Lors du dernier article sur la retraite suisse, nous avons vu que choisir un poste de travail moins rémunérateur mais avec une meilleure caisse de pension peut être le bon choix. Voyons aujourd’hui comment vous pouvez utiliser votre deuxième pilier pour baisser vos impôts 🙂 grâce aux rachats et pour financer votre résidence principale.

L’article peut vous paraître long… j’espère ici vous apporter un maximum de valeur. Vous serez alors incollable sur l’utilisation du deuxième pilier. 😉 Bonne lecture !

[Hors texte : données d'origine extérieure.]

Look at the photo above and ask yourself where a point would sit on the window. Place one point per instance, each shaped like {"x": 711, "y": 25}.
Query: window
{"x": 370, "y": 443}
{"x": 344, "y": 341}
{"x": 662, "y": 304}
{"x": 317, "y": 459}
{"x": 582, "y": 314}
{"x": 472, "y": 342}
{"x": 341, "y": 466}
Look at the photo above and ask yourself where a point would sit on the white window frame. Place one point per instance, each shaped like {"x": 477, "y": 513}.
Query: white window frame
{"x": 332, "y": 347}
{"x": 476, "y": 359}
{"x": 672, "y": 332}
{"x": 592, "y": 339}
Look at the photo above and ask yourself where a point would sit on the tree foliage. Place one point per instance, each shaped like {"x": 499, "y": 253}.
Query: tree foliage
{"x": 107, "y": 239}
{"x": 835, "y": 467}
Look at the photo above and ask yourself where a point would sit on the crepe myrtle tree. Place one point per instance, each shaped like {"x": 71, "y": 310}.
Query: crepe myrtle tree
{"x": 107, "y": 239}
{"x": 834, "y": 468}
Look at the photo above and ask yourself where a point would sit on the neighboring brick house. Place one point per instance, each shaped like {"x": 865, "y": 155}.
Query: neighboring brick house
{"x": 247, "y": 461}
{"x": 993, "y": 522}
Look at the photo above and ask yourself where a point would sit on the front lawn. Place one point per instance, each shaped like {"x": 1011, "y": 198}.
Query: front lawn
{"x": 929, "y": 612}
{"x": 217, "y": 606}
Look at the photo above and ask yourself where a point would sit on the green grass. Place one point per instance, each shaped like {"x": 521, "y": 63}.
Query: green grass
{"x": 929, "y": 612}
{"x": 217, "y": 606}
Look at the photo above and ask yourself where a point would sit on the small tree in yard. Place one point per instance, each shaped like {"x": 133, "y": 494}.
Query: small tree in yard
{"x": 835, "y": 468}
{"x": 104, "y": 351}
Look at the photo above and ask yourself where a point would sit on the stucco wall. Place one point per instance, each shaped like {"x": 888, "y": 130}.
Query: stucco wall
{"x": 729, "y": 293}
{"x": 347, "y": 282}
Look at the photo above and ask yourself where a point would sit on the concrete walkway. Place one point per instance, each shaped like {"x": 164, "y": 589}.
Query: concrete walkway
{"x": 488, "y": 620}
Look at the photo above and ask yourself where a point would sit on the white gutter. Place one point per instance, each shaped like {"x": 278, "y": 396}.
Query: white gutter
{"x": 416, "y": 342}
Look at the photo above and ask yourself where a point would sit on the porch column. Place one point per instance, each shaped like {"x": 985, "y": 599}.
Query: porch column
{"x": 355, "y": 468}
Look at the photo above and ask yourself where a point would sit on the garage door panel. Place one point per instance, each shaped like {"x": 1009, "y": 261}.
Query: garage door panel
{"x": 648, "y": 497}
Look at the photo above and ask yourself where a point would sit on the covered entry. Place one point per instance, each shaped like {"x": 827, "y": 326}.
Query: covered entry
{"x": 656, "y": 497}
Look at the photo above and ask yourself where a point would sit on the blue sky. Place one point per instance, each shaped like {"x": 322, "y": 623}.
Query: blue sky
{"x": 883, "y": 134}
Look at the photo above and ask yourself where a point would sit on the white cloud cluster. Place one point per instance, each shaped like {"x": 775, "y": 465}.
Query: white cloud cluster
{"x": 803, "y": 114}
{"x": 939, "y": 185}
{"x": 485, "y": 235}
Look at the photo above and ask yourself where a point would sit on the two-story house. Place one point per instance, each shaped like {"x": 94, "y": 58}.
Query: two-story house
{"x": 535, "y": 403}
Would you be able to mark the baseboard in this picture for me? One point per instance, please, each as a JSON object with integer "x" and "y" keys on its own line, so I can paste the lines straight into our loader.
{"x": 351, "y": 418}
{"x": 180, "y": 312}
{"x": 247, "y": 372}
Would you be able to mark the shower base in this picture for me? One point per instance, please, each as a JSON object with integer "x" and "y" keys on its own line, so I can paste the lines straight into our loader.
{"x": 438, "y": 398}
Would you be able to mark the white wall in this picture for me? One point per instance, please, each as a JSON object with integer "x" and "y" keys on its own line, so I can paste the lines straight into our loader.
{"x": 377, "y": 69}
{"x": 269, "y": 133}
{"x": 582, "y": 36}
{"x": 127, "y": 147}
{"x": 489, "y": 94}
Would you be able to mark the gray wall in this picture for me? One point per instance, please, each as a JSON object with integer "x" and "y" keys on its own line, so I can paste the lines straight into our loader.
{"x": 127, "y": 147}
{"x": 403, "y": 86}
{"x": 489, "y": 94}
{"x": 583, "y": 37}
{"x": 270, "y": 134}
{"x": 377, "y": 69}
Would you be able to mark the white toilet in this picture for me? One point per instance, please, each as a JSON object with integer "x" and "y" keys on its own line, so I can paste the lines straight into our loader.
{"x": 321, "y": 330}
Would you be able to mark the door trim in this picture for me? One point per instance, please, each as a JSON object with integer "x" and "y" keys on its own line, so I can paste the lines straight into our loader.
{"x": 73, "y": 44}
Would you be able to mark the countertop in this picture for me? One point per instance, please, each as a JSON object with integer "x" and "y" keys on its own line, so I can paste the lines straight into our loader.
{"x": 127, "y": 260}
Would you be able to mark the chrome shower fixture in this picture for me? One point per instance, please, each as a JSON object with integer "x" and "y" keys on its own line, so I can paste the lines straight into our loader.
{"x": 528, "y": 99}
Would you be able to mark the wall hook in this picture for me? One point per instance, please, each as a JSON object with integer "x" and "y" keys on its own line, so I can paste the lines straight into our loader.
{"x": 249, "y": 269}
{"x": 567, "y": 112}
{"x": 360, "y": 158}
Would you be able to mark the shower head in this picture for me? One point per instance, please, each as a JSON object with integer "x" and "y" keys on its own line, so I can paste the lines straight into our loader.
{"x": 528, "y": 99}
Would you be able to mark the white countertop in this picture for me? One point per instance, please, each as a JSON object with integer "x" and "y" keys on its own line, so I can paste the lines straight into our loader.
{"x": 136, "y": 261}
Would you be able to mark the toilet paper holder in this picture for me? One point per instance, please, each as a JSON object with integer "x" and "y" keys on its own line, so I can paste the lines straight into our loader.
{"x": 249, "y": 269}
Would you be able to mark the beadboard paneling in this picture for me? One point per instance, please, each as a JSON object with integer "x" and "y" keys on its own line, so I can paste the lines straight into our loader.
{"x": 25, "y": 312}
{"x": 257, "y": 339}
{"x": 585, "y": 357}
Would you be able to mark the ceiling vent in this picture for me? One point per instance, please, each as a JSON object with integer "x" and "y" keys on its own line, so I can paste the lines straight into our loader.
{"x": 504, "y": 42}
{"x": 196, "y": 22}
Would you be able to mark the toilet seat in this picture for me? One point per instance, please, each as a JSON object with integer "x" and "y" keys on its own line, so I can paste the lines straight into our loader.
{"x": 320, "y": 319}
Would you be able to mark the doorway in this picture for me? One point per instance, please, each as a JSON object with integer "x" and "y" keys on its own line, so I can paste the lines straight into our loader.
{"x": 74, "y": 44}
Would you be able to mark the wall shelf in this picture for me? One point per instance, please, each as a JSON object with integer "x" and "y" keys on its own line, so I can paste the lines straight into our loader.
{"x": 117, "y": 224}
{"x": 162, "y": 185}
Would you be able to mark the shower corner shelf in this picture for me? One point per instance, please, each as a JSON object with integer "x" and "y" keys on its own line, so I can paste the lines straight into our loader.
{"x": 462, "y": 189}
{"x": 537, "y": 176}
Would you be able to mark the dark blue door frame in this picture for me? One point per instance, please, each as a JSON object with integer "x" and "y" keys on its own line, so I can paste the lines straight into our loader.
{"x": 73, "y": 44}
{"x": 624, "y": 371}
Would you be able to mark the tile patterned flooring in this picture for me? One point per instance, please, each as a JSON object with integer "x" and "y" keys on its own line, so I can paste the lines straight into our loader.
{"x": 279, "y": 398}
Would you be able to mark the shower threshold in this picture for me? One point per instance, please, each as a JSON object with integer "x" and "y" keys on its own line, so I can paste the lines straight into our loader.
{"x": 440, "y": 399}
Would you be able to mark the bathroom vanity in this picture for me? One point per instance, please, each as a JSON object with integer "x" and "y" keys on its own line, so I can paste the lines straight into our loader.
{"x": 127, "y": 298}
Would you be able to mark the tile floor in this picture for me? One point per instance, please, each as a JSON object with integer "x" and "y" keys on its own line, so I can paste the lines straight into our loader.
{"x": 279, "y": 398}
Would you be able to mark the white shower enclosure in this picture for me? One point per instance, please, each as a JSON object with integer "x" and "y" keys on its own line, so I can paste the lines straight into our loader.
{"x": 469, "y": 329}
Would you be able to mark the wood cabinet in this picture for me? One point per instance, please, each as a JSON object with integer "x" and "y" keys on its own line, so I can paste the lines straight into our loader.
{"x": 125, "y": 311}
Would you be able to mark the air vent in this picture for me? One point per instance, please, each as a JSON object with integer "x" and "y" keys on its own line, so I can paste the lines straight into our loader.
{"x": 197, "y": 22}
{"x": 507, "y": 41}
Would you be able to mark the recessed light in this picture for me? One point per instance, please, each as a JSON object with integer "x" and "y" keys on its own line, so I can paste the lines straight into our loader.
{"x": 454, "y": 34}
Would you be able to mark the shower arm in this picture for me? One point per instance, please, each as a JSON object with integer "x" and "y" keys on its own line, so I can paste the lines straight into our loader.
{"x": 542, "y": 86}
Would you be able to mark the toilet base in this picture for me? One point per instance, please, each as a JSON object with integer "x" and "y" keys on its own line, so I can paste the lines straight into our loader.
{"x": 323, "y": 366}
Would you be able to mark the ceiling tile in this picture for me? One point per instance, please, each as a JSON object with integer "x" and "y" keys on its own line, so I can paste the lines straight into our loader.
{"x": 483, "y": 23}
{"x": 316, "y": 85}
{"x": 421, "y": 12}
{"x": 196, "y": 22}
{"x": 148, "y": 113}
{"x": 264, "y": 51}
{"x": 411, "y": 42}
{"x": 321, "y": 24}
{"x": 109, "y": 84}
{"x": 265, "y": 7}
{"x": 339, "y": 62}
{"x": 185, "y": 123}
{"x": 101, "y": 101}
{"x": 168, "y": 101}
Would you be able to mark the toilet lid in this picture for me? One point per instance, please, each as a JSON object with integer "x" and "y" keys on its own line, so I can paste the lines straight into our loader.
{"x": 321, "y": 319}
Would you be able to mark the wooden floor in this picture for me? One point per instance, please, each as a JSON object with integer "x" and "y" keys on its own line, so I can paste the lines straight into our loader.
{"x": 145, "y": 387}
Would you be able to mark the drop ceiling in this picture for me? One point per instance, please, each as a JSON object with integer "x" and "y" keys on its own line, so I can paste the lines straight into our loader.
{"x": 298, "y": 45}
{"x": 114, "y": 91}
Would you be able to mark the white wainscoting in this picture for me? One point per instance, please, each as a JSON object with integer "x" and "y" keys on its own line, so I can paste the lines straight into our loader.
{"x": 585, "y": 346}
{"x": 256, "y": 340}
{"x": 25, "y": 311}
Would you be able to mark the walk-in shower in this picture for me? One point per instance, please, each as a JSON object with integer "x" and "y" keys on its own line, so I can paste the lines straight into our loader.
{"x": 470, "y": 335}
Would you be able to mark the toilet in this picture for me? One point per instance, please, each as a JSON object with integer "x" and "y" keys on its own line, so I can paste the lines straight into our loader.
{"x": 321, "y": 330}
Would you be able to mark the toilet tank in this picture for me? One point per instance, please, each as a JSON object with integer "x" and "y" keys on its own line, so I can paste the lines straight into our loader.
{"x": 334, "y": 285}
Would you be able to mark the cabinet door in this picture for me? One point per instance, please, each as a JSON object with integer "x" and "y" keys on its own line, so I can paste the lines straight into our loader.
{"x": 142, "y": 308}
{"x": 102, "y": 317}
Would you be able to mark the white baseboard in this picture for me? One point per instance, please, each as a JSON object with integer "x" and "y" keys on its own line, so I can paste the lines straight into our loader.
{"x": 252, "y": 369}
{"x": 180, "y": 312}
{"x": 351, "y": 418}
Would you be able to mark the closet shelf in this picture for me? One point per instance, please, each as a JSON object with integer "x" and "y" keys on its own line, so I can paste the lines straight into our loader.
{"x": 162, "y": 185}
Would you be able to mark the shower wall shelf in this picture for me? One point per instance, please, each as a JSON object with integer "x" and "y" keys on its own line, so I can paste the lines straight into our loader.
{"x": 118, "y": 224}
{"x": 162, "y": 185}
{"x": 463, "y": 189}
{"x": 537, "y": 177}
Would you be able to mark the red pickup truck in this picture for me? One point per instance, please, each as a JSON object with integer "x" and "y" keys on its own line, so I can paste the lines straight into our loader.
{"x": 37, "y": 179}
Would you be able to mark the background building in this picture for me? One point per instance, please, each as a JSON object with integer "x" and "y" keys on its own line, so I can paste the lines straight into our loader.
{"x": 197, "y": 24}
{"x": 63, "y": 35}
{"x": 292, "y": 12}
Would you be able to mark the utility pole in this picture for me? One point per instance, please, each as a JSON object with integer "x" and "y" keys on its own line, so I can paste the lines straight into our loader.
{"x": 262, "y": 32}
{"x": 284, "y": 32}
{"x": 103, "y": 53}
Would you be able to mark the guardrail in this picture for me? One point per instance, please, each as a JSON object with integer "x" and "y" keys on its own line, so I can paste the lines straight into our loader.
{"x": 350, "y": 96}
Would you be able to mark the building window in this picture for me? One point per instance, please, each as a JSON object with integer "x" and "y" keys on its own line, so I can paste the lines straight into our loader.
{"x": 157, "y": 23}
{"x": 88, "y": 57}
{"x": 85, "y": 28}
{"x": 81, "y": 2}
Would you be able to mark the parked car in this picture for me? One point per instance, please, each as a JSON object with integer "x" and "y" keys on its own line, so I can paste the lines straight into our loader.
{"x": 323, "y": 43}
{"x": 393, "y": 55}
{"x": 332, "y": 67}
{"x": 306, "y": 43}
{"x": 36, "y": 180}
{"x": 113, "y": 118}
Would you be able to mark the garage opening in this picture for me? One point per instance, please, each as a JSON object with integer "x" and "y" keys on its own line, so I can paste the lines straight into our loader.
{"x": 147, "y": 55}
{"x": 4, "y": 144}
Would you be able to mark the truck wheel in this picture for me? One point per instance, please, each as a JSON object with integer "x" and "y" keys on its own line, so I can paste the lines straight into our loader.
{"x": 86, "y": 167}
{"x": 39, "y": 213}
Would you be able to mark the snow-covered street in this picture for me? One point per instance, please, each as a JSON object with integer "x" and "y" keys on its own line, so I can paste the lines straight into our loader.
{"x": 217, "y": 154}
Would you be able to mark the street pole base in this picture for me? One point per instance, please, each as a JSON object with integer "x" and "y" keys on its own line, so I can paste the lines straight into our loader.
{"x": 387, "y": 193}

Je rachète ma caisse de pension et je baisse mes impôts

Un montant de « rachat » correspond à la différence entre le capital que vous avez accumulé aujourd’hui et ce qu’il y aurait dans votre caisse si vous aviez toujours eu les conditions d’épargne et de salaire que vous avez actuellement, et ce depuis vos 25 ans. C’est à cet âge que l’on commence à épargner dans le deuxième pilier.

Pour étayer mes propos, imaginez que vous avez 40 ans et que vous rejoignez une nouvelle entreprise avec un salaire de CHF 150’000.- annuel. Votre capital de deuxième pilier transféré depuis votre ancienne caisse se monte à 86’000.-. Votre ancien employeur vous permettait de cotiser au minimum légal alors que votre nouvel employeur fait tout le contraire : pas de plancher et de plafond sur le salaire assuré et des bonifications de vieillesse largement supérieure à la loi.

Vous découvrez sur votre relevé de caisse de pension que le montant de rachat possible est de 243’500.-. Cela signifie que si vous aviez travaillé à salaire égal et à caisse de pension égale dans cette entreprise depuis vos 25 ans, vous auriez dans votre caisse 329’500.- (la somme de votre apport de 86’000.- et du rachat possible de 243’500.-).

Vous pouvez donc ajouter (racheter) ce montant de votre poche dans votre caisse puis le déduire entièrement de votre revenu imposable.

Certaines caisses (généralement dans les grandes entreprises) permettent également de financer une retraite anticipée allant jusqu’à 5 ans avant l’âge légal (donc 59 ans pour les femmes et 60 ans pour les hommes). Le but ici est de maintenir le niveau de la rente entre ces 5 ans anticipés et la retraite « normale ». Pour avoir droit à ce rachat, il faut avoir complété les lacunes du rachat correspondant à l’âge légal. Ensuite, vous aurez le droit de financer / racheter les années de retraite anticipée et de déduire les montants de votre revenu imposable.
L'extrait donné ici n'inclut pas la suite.